Hired by the First Lady of the United States (FLOTUS) to convert the White House garden into a showpiece that is organic and sustainable, Cassandra ‘Casey’ Calhoun is both thrilled and anxious. It’s an honor, of course; it’s a challenge; and it’s her life’s passion. Life is good…
And then you wake up facedown in a bed of tulips growing in President’s Park, with a lump on the back of your head and only a fuzzy memory of your assailant’s shoes. At least, that’s how it works out for Casey. Dazed, damaged, and covered in mud just moments before she’s supposed to deliver her re-designed gardens presentation to the White House Grounds Committee, Casey is still sharp enough to fight for her life when a man with a gun grabs her. Kicking and yelling, she places a solid kick to his shin, thus making a lasting impression on the Secret Service agent who thought he was coming to her rescue.
As if her day needed one more glitch, it ends up being Casey who finds the dead body of Pauline Bonde, an accountant for the Treasury Department who was murdered mere feet from where Casey was attacked. Everyone realizes that Casey must have seen the killer, and that it must have been the same person who attacked her. If the killer was interrupted before he could finish off the wandering gardener, surely he’ll want to complete the job – especially after he learns that Casey’s memory is getting better.
Dorothy St. James knows just when and how much of her research to unveil, never burdening readers with more details than necessary to set the stage. She keeps Flowerbed of State marching along at a fast clip with a solid plot, a sassy narrator, a hint of romance, and a mystery to keep readers hooked.
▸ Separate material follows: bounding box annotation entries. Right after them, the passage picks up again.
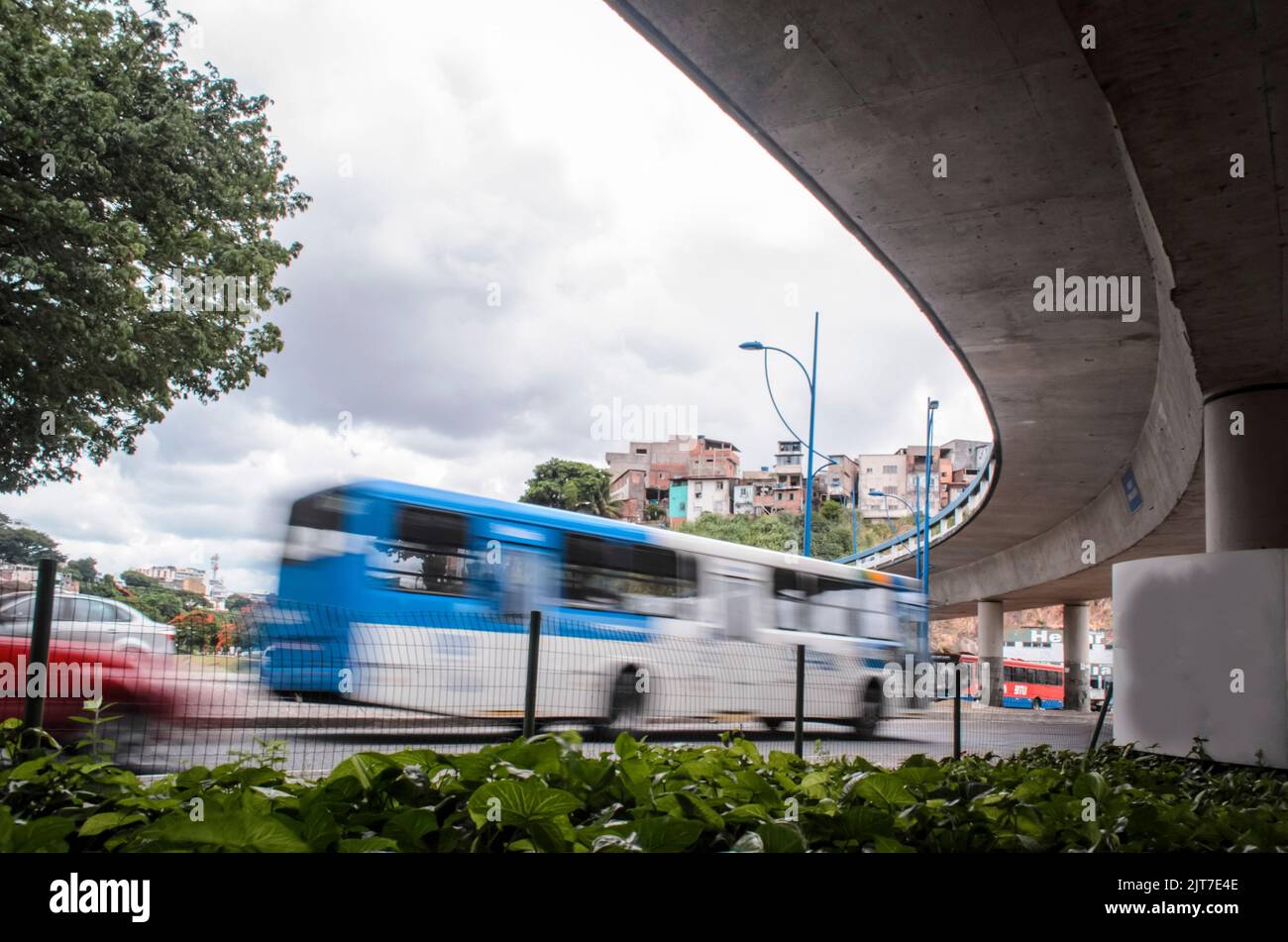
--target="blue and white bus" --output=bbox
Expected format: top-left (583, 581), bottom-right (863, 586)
top-left (263, 480), bottom-right (924, 736)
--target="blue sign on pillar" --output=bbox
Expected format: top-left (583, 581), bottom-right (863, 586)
top-left (1124, 465), bottom-right (1145, 513)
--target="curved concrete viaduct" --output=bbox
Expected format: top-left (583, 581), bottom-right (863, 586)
top-left (608, 0), bottom-right (1288, 762)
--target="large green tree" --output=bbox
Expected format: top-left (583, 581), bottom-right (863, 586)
top-left (0, 0), bottom-right (309, 491)
top-left (0, 513), bottom-right (67, 567)
top-left (519, 459), bottom-right (621, 517)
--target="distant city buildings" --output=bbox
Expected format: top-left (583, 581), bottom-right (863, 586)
top-left (604, 435), bottom-right (742, 525)
top-left (138, 565), bottom-right (206, 596)
top-left (605, 435), bottom-right (989, 528)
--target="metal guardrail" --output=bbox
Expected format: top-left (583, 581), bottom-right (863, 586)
top-left (833, 446), bottom-right (997, 569)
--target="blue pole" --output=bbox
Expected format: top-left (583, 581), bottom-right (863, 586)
top-left (917, 397), bottom-right (935, 657)
top-left (804, 311), bottom-right (818, 556)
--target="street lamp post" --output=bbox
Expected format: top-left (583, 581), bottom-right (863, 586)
top-left (868, 487), bottom-right (921, 579)
top-left (917, 397), bottom-right (939, 659)
top-left (738, 311), bottom-right (818, 556)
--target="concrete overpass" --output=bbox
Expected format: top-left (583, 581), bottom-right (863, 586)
top-left (608, 0), bottom-right (1288, 765)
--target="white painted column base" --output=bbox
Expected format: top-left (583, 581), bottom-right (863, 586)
top-left (1112, 550), bottom-right (1288, 769)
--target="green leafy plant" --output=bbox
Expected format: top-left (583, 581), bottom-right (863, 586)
top-left (0, 721), bottom-right (1288, 853)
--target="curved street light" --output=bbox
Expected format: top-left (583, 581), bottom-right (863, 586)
top-left (738, 311), bottom-right (818, 556)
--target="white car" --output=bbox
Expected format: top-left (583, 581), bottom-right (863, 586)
top-left (0, 592), bottom-right (175, 654)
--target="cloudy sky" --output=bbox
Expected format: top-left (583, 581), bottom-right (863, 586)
top-left (0, 0), bottom-right (989, 590)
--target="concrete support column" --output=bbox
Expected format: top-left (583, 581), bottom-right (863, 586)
top-left (1203, 386), bottom-right (1288, 554)
top-left (975, 599), bottom-right (1002, 706)
top-left (1064, 602), bottom-right (1091, 713)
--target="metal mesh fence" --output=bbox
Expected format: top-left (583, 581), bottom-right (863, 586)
top-left (0, 596), bottom-right (1112, 776)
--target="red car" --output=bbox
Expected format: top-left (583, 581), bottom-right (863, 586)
top-left (0, 636), bottom-right (185, 766)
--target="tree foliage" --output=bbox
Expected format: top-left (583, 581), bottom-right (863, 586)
top-left (65, 556), bottom-right (98, 583)
top-left (0, 513), bottom-right (67, 567)
top-left (0, 0), bottom-right (309, 491)
top-left (519, 459), bottom-right (621, 517)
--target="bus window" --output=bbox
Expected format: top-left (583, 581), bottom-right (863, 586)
top-left (563, 534), bottom-right (697, 615)
top-left (371, 504), bottom-right (469, 596)
top-left (282, 490), bottom-right (351, 565)
top-left (808, 576), bottom-right (863, 636)
top-left (774, 569), bottom-right (815, 632)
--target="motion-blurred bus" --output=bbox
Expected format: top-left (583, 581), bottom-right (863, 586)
top-left (961, 654), bottom-right (1064, 710)
top-left (262, 481), bottom-right (924, 736)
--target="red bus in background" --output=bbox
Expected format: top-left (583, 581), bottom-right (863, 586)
top-left (960, 654), bottom-right (1064, 710)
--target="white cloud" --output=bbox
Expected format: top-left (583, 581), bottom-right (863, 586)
top-left (0, 0), bottom-right (988, 590)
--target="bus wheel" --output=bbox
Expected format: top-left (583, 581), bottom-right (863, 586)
top-left (854, 680), bottom-right (881, 740)
top-left (595, 667), bottom-right (644, 743)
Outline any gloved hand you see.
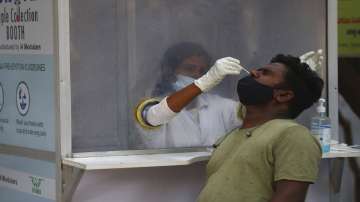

Her fictional FLOTUS and White House staff are well-drawn without relying on real people or television characters for their substance. As the story moves quickly and smoothly from one plot point to the next, St. James skillfully weaves in clues and red herrings while skillfully developing her characters.
Flowerbed of State turns out to be a charming and satisfying read for the lover of cozy mysteries. Just enough danger and just enough humor, it’s the sort of book that will be a pleasant alternative to the political news of the day.